Closed joshuajohananorthos closed 1 week ago
Thanks for all the details, I am able to reproduce. This intel specific is quite strange to me. I even tried to use the native decoder from Microsoft Lib here: https://github.com/denisenkom/go-mssqldb/blob/master/uniqueidentifier.go And it's returning same that Sling returns, but with uppercase instead.
Is it possible to check whether SQL Server is running on Intel via a query?

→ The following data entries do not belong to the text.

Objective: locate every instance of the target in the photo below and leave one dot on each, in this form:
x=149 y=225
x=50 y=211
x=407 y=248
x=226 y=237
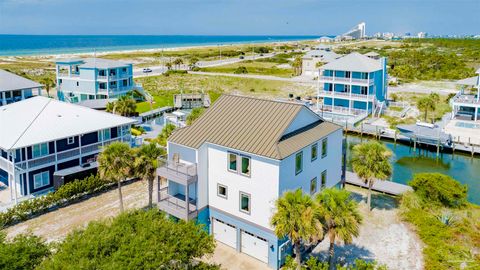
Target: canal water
x=406 y=163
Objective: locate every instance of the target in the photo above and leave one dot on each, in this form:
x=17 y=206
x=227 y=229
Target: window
x=232 y=162
x=313 y=186
x=40 y=150
x=41 y=179
x=104 y=135
x=245 y=203
x=298 y=163
x=324 y=179
x=222 y=191
x=324 y=147
x=246 y=165
x=363 y=90
x=314 y=152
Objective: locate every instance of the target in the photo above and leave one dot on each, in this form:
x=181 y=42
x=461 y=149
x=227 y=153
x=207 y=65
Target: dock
x=387 y=187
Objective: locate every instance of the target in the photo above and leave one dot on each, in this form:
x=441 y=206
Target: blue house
x=83 y=79
x=46 y=141
x=352 y=87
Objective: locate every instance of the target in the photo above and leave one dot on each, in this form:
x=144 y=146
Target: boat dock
x=387 y=187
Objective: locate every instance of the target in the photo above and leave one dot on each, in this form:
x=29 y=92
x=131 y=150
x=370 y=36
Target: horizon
x=266 y=18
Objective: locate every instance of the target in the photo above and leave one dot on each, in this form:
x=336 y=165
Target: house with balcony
x=314 y=59
x=352 y=87
x=43 y=141
x=83 y=79
x=228 y=168
x=466 y=103
x=15 y=88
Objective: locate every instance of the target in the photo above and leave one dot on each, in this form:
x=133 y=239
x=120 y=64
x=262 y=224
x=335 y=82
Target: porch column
x=187 y=199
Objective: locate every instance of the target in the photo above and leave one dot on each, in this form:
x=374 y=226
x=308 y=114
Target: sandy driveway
x=383 y=237
x=57 y=224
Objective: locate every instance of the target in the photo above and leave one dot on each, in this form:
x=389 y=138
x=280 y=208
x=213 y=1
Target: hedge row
x=62 y=196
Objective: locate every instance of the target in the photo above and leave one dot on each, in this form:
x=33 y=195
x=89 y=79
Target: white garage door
x=255 y=246
x=225 y=233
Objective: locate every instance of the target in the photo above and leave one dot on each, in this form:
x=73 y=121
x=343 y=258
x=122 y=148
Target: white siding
x=262 y=186
x=332 y=163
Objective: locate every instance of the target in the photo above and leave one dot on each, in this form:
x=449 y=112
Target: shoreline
x=150 y=50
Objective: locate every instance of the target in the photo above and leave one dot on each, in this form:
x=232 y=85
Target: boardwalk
x=387 y=187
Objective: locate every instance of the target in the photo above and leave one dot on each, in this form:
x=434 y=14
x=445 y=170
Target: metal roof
x=252 y=125
x=40 y=119
x=93 y=62
x=10 y=81
x=354 y=62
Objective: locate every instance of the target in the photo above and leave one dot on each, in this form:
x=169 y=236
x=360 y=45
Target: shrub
x=23 y=252
x=439 y=188
x=64 y=194
x=241 y=70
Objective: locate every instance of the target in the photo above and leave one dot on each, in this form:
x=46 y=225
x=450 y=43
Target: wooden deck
x=387 y=187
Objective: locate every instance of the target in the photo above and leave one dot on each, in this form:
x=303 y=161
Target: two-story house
x=465 y=104
x=84 y=79
x=229 y=167
x=352 y=87
x=41 y=137
x=15 y=88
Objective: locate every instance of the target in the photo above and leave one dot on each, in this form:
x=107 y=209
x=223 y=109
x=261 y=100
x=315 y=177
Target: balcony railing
x=176 y=205
x=177 y=171
x=346 y=95
x=345 y=80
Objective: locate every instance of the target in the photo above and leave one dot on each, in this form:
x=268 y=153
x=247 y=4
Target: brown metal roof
x=251 y=125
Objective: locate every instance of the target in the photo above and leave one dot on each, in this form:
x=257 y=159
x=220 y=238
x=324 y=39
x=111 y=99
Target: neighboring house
x=14 y=88
x=466 y=106
x=237 y=159
x=321 y=54
x=42 y=137
x=352 y=87
x=84 y=79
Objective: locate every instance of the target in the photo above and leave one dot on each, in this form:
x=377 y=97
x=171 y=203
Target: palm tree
x=371 y=161
x=146 y=163
x=114 y=164
x=48 y=83
x=124 y=106
x=295 y=218
x=340 y=215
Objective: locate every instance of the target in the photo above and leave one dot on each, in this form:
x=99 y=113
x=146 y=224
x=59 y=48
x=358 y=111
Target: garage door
x=255 y=246
x=225 y=233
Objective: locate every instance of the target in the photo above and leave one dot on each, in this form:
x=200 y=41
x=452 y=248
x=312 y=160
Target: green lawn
x=253 y=67
x=163 y=88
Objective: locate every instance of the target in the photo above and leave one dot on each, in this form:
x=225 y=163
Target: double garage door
x=251 y=244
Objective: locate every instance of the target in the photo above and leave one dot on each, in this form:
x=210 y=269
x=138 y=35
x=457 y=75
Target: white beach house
x=83 y=79
x=41 y=138
x=14 y=88
x=229 y=167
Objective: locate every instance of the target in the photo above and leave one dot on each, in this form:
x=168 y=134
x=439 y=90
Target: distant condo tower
x=357 y=32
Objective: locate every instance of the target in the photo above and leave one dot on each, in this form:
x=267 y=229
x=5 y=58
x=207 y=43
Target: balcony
x=343 y=80
x=346 y=95
x=177 y=171
x=176 y=205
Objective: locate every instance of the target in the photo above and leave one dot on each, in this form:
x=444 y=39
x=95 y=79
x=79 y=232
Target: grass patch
x=162 y=88
x=253 y=67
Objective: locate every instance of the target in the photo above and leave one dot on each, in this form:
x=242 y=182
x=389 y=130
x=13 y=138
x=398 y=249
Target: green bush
x=64 y=194
x=439 y=188
x=241 y=70
x=22 y=252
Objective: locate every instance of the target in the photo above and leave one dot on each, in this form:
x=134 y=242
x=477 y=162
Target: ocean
x=18 y=45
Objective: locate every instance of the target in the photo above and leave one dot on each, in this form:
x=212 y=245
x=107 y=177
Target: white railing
x=346 y=95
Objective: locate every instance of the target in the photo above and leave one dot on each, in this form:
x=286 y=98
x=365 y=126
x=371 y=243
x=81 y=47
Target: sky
x=237 y=17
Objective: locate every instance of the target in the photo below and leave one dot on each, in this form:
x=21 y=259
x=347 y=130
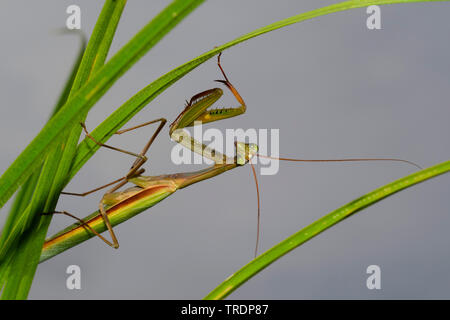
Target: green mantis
x=118 y=206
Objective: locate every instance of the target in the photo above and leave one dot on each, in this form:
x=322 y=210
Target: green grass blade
x=73 y=111
x=245 y=273
x=26 y=254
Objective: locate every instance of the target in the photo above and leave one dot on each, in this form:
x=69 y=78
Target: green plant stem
x=255 y=266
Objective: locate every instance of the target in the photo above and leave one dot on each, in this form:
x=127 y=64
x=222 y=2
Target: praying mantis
x=116 y=206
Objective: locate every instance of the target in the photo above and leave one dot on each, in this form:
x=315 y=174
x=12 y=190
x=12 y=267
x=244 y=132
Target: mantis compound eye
x=245 y=152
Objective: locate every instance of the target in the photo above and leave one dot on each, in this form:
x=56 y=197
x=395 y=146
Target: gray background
x=332 y=87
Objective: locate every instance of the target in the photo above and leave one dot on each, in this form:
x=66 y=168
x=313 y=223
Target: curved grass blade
x=72 y=112
x=25 y=257
x=123 y=114
x=245 y=273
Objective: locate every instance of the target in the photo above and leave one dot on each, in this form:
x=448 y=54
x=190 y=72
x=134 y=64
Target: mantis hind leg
x=133 y=172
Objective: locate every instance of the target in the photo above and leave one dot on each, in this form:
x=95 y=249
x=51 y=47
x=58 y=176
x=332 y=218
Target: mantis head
x=245 y=152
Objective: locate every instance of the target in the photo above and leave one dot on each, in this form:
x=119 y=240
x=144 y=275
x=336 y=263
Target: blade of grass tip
x=91 y=92
x=28 y=252
x=123 y=114
x=255 y=266
x=24 y=194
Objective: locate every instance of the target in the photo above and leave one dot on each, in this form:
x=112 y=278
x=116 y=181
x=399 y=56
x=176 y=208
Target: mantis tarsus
x=118 y=206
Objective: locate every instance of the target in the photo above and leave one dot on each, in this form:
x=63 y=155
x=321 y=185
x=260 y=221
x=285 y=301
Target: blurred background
x=332 y=87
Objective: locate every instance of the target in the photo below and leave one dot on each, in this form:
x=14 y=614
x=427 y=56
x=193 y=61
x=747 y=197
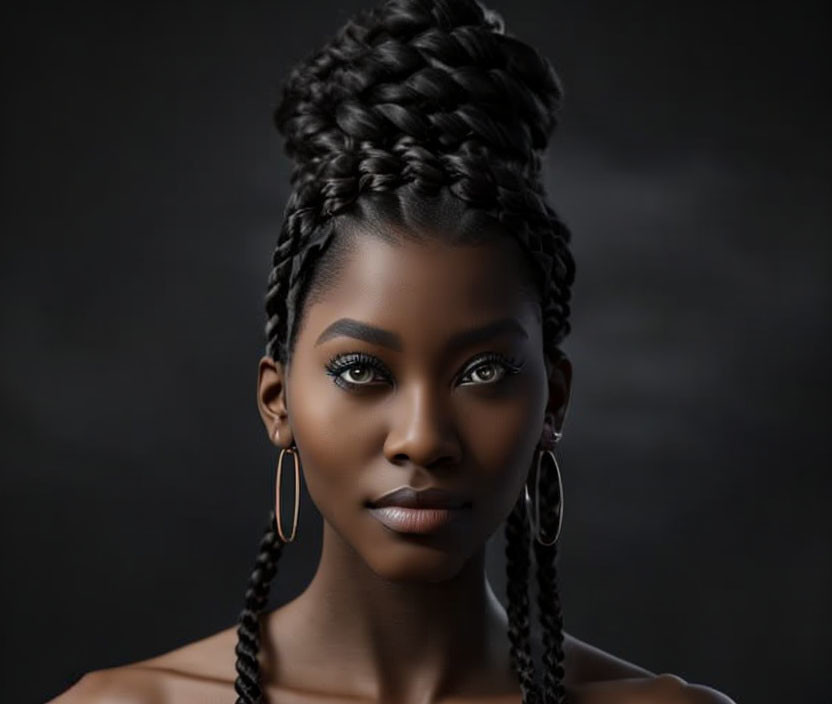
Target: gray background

If you could find that, that would be useful, I could put a check & logic in sling to have the bytes-reversed (using https://github.com/tentone/mssql-uuid)
For the Parquet missing nulls issue, I'm able to reproduce as well. Looking in the 3rd party lib code base, not able to find how to specify a nullable column. Whatever nil
value passed is converted to ""
.
Taking a closer look: https://github.com/apache/arrow/tree/main/go/parquet
If you want I can see if I can put together something to fix this. I have not written Go before, but I am a developer so I think I could do something.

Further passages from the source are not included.